I'm trying to download the genotypes from 1000 Genomes for a list of about 3,500 snps for all individuals of European descent (CEU+GBR+FIN+TSI+IBS). I was wondering if there was an easy way to do this for a given list of snps, or if I would have to resort to scripting, downloading the genotypes of each snp and merging them all together, or something similar.

Thanks!

1000 genome tabix genotype SNP vcftools • 3.7k views

ADD COMMENT • link updated 2.8 years ago by Ram 45k • written 10.0 years ago by Alexander Skates ▴ 370

0

Entering edit mode

Genotypes:

http://www.1000genomes.org/faq/can-i-get-genotypes-specific-individualpopulation-your-vcf-files

convert to plink ped/map format:

http://www.1000genomes.org/faq/can-i-convert-vcf-files-plinkped-format

and haplotypes:

http://www.1000genomes.org/faq/can-i-get-haplotype-data-1000-genomes-individuals

ADD REPLY • link 10.0 years ago by Jimbou ▴ 960

0

Entering edit mode

Sorry, I should have added that I know how to do this for individual snps, I was just wondering if there existed a tool that would do it for me en masse.

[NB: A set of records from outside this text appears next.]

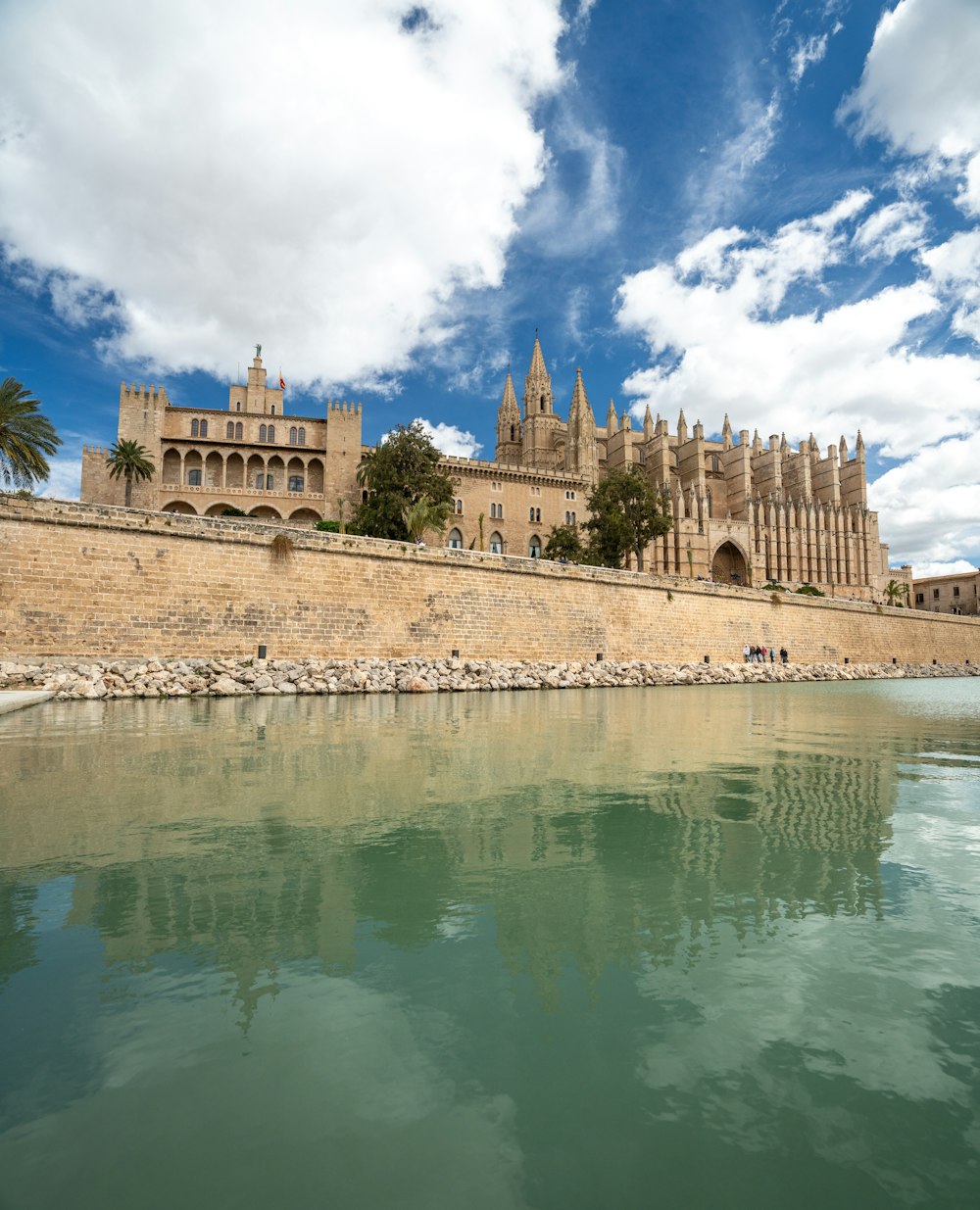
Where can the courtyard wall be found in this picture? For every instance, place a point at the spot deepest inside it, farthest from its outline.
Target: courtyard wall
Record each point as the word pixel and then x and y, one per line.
pixel 91 580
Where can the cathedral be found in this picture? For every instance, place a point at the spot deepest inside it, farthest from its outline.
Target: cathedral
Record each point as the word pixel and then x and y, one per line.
pixel 744 512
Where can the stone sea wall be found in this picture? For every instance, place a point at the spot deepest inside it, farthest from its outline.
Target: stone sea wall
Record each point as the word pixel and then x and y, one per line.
pixel 101 582
pixel 273 678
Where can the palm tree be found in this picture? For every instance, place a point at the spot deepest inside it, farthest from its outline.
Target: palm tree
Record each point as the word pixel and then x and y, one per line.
pixel 26 438
pixel 423 515
pixel 128 459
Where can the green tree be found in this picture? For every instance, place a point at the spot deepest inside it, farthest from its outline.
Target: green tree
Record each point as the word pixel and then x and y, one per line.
pixel 397 473
pixel 128 460
pixel 565 542
pixel 423 516
pixel 627 514
pixel 26 438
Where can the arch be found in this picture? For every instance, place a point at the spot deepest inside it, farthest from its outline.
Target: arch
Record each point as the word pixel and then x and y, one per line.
pixel 235 471
pixel 728 564
pixel 171 471
pixel 215 469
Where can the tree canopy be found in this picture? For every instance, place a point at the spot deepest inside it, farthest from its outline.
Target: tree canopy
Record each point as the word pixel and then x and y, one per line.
pixel 397 474
pixel 627 514
pixel 26 438
pixel 128 459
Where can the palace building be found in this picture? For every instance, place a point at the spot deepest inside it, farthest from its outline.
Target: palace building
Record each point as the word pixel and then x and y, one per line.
pixel 744 510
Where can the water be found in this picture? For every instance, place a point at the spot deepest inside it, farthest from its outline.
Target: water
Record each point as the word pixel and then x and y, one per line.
pixel 609 948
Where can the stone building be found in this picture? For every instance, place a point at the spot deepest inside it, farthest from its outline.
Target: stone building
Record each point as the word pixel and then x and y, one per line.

ADD REPLY • link 10.0 years ago by Alexander Skates ▴ 370

Ram · Answer 1 · 2015-04-10

Okay, so I have an idea of what needs to be done: I need to download a vcf for the region corresponding to each snp, I'm saving these all in a directory per chromosome, which I'm then intending to merge together using vcf-merge, and then each chromosome will be concatenated together using vcf-concat to form one file.

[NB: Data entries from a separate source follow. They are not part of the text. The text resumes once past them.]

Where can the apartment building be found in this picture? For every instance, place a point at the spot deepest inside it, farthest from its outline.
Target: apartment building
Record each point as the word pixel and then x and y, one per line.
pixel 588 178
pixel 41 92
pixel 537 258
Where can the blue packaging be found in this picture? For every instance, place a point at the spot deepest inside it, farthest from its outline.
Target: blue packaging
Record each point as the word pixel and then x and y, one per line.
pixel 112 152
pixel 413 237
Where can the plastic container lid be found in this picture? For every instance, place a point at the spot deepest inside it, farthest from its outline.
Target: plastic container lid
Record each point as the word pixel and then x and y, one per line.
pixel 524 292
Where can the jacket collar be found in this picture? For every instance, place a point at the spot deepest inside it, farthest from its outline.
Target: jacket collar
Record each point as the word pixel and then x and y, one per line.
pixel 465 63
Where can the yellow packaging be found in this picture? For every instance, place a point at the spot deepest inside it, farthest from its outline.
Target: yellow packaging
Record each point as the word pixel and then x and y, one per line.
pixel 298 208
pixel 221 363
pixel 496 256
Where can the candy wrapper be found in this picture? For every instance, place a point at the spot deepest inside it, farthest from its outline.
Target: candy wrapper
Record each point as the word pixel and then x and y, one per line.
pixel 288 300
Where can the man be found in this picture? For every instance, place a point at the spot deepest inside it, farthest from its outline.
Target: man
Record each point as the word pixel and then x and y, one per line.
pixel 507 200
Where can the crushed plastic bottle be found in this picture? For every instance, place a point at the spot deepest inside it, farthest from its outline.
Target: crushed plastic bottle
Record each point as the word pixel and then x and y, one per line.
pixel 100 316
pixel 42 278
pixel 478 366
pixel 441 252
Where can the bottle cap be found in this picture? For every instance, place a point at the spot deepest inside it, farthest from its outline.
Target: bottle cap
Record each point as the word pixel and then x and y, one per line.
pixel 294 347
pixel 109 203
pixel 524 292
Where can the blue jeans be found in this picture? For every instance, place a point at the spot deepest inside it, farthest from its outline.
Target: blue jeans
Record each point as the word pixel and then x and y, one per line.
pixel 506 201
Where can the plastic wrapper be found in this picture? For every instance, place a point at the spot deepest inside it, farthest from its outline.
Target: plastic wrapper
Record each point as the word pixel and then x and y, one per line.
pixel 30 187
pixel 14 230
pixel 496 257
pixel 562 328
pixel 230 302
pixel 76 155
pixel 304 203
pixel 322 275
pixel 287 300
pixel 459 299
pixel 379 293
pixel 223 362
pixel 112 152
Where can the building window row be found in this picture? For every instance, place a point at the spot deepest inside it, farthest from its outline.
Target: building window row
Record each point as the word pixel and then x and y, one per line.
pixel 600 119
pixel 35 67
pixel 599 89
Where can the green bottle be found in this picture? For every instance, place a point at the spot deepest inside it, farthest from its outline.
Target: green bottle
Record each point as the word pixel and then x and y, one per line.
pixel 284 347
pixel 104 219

The first part is fine, I can download all the regions without a problem, however I get an error whilst merging. For example, lets say I want two snps and use tabix to get them:

./tabix -f -h ftp://ftp.1000genomes.ebi.ac.uk/vol1/ftp/release/20130502/ALL.chr1.phase3_shapeit2_mvncall_integrated_v5a.20130502.genotypes.vcf.gz 1:145604788-145604789 | perl vcf-subset -c EUR.samples.list | ./bgzip -c > A.vcf.gz
./tabix -f -h ftp://ftp.1000genomes.ebi.ac.uk/vol1/ftp/release/20130502/ALL.chr1.phase3_shapeit2_mvncall_integrated_v5a.20130502.genotypes.vcf.gz 1:145604791-145604791 | perl vcf-subset -c EUR.samples.list | ./ bgzip -c > B.vcf.gz

So I'm now left with 3 files; A.vcf.gz, B.vcf.gz, and an index file. I want to merge A and B so I run:

perl vcf-merge A.vcf.gz B.vcf.gz > C.vcf

However I get the error

[main] fail to load the index file.
The command "tabix -l A.vcf.gz" exited with an error. Is the file tabix indexed?
 at Vcf.pm line 172.
    Vcf::throw('Vcf4_1=HASH(0x107a048)', 'The command "tabix -l A.vcf.gz" exited with an error. Is the ...') called at Vcf.pm line 2673
    VcfReader::get_chromosomes('Vcf4_1=HASH(0x107a048)') called at vcf-merge line 197
    main::init_cols('HASH(0x10b7ab0)', 'Vcf4_2=HASH(0x1079d78)') called at vcf-merge line 279
    main::merge_vcf_files('HASH(0x10b7ab0)') called at vcf-merge line 1

I see that it's missing an index, however http://samtools.sourceforge.net/tabix.shtml says that it creates an index file only when the position is missing from the command.

What am I doing wrong here? I feel like I'm probably missing out a step or something...

Edit: Oops, I think I put this in the wrong section, this should be a comment, not an answer!